Sample Data¶
SQream Blue offers users access to two pre-configured databases; master
and blue_sample_data
. The blue_sample_data
database includes four schemas with TPC-H and TPCxBB sample data sets;
public
tpch_blue1
tpch_blue10
tpch_blue100
tpch_blue1000
tpcxbb_1tb
tpcxbb_30tb
.
Schemas are differentiated by their allocated storage capacities:
TPC-H
denoted by the numbers 1, 10, 100, and 1000, representing the size in gigabytes (GB) of each schema.TPCxBB
denoted by the numbers 1, 30 representing the size in terabytes (TB) of each schema.
TPC-H schema ER Diagram¶
Sample TPC-H Queries¶
Here, you can find two TPC-H queries designed to answer two business questions. For all TPC-H queries, click here.
Minimum Cost Supplier Query¶
This query finds which supplier should be selected to place an order for a given part in a given region.
Business Question¶
The Minimum Cost Supplier Query finds, in a given region, for each part of a certain type and size, the supplier who can supply it at minimum cost. If several suppliers in that region offer the desired part type and size at the same (minimum) cost, the query lists the parts from suppliers with the 100 highest account balances. For each supplier, the query lists the supplier’s account balance, name and nation; the part’s number and manufacturer; the supplier’s address, phone number and comment information.

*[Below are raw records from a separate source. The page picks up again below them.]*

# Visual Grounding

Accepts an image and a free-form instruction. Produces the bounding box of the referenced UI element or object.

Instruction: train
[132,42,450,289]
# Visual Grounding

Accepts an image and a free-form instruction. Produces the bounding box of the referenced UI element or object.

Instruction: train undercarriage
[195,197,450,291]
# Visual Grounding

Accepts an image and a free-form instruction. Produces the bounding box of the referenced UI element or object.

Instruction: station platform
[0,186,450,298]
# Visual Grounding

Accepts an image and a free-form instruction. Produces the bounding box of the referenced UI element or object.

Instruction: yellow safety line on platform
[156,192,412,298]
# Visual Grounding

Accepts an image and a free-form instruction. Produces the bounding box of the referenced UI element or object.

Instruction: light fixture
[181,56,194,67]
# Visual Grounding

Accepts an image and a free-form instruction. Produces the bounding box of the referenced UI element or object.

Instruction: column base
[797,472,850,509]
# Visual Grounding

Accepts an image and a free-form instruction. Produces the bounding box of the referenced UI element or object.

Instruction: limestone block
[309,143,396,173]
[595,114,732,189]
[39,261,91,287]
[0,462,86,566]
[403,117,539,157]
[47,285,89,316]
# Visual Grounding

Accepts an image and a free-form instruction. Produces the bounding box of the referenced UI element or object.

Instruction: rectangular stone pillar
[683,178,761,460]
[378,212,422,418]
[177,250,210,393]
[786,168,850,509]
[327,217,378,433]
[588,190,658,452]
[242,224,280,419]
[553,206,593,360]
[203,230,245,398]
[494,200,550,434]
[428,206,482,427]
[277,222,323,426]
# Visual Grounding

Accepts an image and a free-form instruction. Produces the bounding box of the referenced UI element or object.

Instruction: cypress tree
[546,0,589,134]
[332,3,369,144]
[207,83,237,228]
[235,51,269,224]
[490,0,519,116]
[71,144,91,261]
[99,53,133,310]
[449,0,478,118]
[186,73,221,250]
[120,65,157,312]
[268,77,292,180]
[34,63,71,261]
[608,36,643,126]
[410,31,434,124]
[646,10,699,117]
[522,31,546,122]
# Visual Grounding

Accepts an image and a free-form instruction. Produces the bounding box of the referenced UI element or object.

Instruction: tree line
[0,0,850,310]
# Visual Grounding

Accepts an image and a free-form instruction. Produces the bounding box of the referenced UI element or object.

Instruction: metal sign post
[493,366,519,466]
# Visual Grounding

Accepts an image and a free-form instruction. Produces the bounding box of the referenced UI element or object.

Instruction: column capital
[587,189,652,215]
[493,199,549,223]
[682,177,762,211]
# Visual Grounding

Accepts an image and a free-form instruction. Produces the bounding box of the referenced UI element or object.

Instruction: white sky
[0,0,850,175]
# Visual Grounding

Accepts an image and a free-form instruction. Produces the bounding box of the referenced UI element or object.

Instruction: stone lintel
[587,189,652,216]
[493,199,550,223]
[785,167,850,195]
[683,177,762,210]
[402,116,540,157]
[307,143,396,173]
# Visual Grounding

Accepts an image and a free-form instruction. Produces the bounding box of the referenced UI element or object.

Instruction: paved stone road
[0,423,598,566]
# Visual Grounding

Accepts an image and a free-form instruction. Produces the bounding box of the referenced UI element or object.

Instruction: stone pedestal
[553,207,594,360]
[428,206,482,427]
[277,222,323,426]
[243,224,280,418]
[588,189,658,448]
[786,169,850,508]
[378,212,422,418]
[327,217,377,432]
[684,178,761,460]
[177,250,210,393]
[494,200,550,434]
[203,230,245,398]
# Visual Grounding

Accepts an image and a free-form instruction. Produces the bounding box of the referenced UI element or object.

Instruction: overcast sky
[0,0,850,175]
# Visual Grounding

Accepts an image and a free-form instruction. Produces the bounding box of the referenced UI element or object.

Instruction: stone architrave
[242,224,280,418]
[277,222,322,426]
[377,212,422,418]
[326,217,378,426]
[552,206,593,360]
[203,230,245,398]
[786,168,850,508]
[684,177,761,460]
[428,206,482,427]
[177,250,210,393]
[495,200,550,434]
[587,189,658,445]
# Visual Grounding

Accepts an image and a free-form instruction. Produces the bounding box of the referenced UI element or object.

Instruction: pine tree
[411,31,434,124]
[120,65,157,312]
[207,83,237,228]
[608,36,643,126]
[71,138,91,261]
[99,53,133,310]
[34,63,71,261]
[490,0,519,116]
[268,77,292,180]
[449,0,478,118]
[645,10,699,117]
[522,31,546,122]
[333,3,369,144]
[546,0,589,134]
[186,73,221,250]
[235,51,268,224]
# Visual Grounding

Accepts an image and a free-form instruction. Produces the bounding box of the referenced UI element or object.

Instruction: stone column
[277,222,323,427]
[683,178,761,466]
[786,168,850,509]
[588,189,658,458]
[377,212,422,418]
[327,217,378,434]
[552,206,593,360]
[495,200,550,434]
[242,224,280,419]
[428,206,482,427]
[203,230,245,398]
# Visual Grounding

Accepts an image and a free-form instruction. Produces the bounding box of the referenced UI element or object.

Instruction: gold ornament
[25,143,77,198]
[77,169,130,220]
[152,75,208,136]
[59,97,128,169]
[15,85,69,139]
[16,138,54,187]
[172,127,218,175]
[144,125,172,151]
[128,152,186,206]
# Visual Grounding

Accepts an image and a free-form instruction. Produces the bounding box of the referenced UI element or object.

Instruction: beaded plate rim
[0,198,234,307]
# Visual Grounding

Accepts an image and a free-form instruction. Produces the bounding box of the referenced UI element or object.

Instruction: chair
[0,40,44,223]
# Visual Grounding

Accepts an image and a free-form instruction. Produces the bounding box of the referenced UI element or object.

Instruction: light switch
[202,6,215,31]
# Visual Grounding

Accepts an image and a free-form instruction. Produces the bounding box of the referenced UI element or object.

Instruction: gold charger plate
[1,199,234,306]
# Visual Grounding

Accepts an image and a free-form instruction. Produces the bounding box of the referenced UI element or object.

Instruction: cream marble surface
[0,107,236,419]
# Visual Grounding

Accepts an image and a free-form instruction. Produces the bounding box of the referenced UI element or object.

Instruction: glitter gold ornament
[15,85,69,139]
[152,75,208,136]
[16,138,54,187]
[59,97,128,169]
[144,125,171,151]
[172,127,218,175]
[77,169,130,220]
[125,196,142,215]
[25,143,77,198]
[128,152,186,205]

Functional Query Definition¶
Return the first 100 selected rows
SELECT
s_acctbal,
s_name,
n_name,
p_partkey,
p_mfgr,
s_address,
s_phone,
s_comment
FROM
part,
supplier,
partsupp,
nation,
region
WHERE
p_partkey = ps_partkey
AND s_suppkey = ps_suppkey
AND p_size = [SIZE]
AND p_type like '%[TYPE]'
AND s_nationkey = n_nationkey
AND n_regionkey = r_regionkey
AND r_name = '[REGION]'
AND ps_supplycost = (
SELECT
MIN(ps_supplycost)
FROM
partsupp, supplier,
nation, region
WHERE
p_partkey = ps_partkey
AND s_suppkey = ps_suppkey
AND s_nationkey = n_nationkey
AND n_regionkey = r_regionkey
AND r_name = '[REGION]'
)
ORDER BY
s_acctbal desc,
n_name,
s_name,
p_partkey;
Shipping Priority Query¶
This query retrieves the 10 unshipped orders with the highest value.
Business Question¶
The Shipping Priority Query retrieves the shipping priority and potential revenue, defined as the sum of l_extendedprice * (1-l_discount), of the orders having the largest revenue among those that had not been shipped as of a given date. Orders are listed in decreasing order of revenue. If more than 10 unshipped orders exist, only the 10 orders with the largest revenue are listed.
Functional Query Definition¶
Return the first 10 selected rows
SELECT
l_orderkey,
sum(l_extendedprice * (1 - l_discount)) as revenue,
o_orderdate,
o_shippriority
FROM
customer,
orders,
lineitem
WHERE
c_mktsegment = '[SEGMENT]'
AND c_custkey = o_custkey
AND l_orderkey = o_orderkey
AND o_orderdate < date '[DATE]'
AND l_shipdate > date '[DATE]'
GROUP BY
l_orderkey,
o_orderdate,
o_shippriority
ORDER BY
revenue desc,
o_orderdate;